Microsoft parece haber hecho una nueva evaluación estratégica y llegado a la conclusión de que necesita despegarse un poco de OpenAI. Mustafa Suleyman, director de inteligencia artificial en la compañía, ha confirmado que existen planes para desarrollar modelos propios.
Actualmente la empresa tiene variaciones creadas en base a ChatGPT y DALL-E 3. Las inversiones realizadas suponen una participación del 27% en OpenAI. Si lo deseara podría seguir utilizando la tecnología de dicha compañía hasta 2032 sin tener que pagar licencia alguna. Sin embargo, ha optado por dar inicio a una transición.
Una nueva etapa
El plan es seguir utilizando los modelos de OpenAI, pero desarrollar nuevos que se ajusten a las necesidades particulares de Microsoft. El objetivo es tener las primeras iteraciones en 2026.
Analizado desde el punto de vista de Microsoft, la evolución estratégica tiene sentido. El primer objetivo ha sido asegurarse el acceso a los productos más avanzados.
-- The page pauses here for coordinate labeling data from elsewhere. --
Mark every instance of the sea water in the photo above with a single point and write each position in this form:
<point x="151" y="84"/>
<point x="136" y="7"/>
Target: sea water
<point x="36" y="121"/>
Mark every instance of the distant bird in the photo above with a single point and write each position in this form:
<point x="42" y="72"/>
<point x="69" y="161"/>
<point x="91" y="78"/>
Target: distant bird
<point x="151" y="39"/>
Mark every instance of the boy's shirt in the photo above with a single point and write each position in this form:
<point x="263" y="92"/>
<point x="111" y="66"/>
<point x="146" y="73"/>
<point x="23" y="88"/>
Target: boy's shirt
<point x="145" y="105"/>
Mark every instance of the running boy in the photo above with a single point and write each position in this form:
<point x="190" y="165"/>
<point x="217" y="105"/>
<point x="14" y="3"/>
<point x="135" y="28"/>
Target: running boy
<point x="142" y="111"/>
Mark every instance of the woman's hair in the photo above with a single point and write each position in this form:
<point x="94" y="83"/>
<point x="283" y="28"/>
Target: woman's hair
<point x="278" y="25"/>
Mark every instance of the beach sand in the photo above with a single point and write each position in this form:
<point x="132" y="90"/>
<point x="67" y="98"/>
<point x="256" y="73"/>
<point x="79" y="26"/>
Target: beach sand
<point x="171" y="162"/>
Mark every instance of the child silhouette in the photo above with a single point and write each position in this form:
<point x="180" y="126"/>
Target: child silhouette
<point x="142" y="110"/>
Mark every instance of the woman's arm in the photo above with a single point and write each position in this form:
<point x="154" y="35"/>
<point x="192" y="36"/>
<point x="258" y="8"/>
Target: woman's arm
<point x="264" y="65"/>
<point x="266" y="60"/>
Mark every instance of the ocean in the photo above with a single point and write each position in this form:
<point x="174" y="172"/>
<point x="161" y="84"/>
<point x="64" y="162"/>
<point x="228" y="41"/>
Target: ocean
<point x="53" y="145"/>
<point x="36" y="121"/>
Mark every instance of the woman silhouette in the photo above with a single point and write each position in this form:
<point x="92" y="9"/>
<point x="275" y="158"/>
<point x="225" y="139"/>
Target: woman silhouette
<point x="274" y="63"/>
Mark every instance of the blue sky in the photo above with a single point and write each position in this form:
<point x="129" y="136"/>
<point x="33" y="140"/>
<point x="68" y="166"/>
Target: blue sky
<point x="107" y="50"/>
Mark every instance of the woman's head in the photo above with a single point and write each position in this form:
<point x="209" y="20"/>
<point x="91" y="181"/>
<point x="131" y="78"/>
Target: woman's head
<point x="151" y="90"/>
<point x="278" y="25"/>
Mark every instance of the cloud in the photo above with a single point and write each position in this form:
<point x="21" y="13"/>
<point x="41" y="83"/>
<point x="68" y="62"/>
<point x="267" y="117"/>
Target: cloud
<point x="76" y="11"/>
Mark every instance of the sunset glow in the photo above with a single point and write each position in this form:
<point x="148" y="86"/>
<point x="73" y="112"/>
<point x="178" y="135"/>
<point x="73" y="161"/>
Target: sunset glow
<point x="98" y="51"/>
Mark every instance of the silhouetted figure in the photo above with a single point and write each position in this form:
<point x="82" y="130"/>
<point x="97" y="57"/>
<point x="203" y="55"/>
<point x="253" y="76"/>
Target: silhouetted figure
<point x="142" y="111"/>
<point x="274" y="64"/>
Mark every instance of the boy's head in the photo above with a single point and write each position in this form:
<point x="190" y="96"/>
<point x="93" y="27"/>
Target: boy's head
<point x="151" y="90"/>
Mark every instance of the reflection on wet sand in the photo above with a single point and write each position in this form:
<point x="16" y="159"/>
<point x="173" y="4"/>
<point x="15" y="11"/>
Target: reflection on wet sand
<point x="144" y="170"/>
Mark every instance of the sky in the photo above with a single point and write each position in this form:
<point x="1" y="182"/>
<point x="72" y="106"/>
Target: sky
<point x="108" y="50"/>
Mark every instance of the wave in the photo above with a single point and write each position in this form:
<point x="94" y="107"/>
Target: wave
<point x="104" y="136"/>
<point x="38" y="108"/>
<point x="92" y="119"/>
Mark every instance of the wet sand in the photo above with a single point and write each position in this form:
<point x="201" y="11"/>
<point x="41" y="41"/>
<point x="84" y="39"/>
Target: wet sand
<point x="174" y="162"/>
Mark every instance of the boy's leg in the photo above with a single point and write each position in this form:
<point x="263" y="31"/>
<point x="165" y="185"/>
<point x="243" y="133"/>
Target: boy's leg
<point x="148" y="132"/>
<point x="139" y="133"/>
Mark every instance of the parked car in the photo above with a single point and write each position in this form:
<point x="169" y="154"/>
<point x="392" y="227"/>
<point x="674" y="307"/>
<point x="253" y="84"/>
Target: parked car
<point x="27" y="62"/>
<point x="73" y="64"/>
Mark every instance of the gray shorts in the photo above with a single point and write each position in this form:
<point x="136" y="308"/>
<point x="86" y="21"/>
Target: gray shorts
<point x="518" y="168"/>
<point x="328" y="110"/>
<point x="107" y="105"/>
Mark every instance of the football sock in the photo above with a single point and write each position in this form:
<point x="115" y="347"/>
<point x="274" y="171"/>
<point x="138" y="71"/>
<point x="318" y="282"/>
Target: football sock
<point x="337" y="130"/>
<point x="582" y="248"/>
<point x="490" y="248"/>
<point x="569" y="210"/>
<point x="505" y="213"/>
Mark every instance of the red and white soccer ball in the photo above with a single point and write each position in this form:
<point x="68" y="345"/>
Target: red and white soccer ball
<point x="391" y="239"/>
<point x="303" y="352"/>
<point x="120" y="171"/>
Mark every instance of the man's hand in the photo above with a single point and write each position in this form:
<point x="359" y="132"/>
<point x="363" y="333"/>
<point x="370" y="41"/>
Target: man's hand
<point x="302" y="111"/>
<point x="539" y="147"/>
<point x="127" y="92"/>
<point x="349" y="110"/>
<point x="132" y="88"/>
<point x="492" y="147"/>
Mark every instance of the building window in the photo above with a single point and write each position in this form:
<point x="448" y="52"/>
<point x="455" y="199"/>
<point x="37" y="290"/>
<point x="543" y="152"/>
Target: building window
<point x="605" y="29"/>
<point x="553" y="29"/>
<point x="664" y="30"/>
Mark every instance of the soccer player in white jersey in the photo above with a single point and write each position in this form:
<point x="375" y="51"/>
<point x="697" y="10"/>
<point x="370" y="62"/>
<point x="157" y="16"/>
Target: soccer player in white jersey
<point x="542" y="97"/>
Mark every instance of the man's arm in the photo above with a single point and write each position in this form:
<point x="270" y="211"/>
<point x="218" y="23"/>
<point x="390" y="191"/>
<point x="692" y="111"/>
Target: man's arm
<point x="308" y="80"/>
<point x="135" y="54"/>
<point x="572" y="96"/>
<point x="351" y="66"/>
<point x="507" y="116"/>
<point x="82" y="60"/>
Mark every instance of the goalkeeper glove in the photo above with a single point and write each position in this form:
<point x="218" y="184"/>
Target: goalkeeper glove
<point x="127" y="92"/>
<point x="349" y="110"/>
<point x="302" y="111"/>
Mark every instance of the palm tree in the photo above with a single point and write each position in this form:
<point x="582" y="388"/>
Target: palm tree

Algo que ha conseguido principalmente con su asociación con OpenAI, aunque también ha invertido en otras empresas de la competencia. Pero esta claro que Microsoft quiere tener un control mayor sobre sus productos. Es importante aclarar que el trabajo para llegar a dicho punto no ha comenzado ahora.
El momento
Ahora bien, cuando nos fijamos en OpenAI esto aparece como otro signo más de desconfianza y debilidad. El más importante de los últimos meses ha sido la corrección de Nvidia sobre las inversiones a futuro. Aún cuando lo de Microsoft haya estado planeado desde hace tiempo, otro de sus grandes inversores toma distancia.
Si el negocio fuera firme todo lo ocurrido tendría menos peso, pero con los números en rojo el respaldo de la empresa se basa puramente en las expectativas que demuestren otros sobre su futuro.